The best way to ease the transition towards a smaller population would be to encourage people to work for longer, and remove the barriers that prevent them from doing so. State pension ages need raising. Mandatory retirement ages need to go. They're bad not just for society, which has to pay the pensions of perfectly capable people who have been put out to grass, but also for companies, which would do better to use performance, rather than age, as a criterion for employing people. Rigid salary structures in which pay rises with seniority (as in Japan) should also be replaced with more flexible ones. More immigration would ease labour shortages, though it would not stop the ageing of societies because the numbers required would be too vast. Policies to encourage women into the workplace, through better provisions for child care and parental leave, can also help redress the balance between workers and retirees.

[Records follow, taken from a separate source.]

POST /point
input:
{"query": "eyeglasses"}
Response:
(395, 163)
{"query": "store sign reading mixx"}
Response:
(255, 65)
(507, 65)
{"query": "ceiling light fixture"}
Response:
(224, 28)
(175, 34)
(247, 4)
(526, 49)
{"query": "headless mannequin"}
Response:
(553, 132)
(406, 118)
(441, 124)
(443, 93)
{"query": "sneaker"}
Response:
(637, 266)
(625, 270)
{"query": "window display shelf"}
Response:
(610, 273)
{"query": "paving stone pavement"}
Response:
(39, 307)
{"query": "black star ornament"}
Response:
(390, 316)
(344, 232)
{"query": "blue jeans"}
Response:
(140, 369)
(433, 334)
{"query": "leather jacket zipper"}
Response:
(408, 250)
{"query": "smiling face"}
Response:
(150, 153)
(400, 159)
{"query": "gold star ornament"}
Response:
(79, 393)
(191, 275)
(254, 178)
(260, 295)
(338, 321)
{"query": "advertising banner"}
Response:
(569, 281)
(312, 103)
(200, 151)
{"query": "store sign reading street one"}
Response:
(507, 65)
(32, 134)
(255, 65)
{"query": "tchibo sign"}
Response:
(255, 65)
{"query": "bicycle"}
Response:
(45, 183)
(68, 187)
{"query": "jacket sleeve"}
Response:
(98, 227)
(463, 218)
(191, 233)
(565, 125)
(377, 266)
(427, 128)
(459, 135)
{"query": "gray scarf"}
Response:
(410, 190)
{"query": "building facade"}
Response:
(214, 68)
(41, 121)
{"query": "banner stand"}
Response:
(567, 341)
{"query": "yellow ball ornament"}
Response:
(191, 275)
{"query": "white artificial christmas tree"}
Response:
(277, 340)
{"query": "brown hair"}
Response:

I'm not sure Pittsburgh can do all that much to increase immigration, particularly the international kind, but the rest of the policies are within the region's influence. Workplace Pittsburgh should lead the way for reform, just as cities and states are taking environmental matters into their own hands. Of course, I'm not aware of any talent crisis in Pittsburgh. The job market is what is tight.
The Pittsburgh labor market should be more attractive than it is to businesses located elsewhere. Progressive workplace and workforce practices might help promote this opportunity. Am I wrong in thinking that there is an excess of talent in and around Pittsburgh?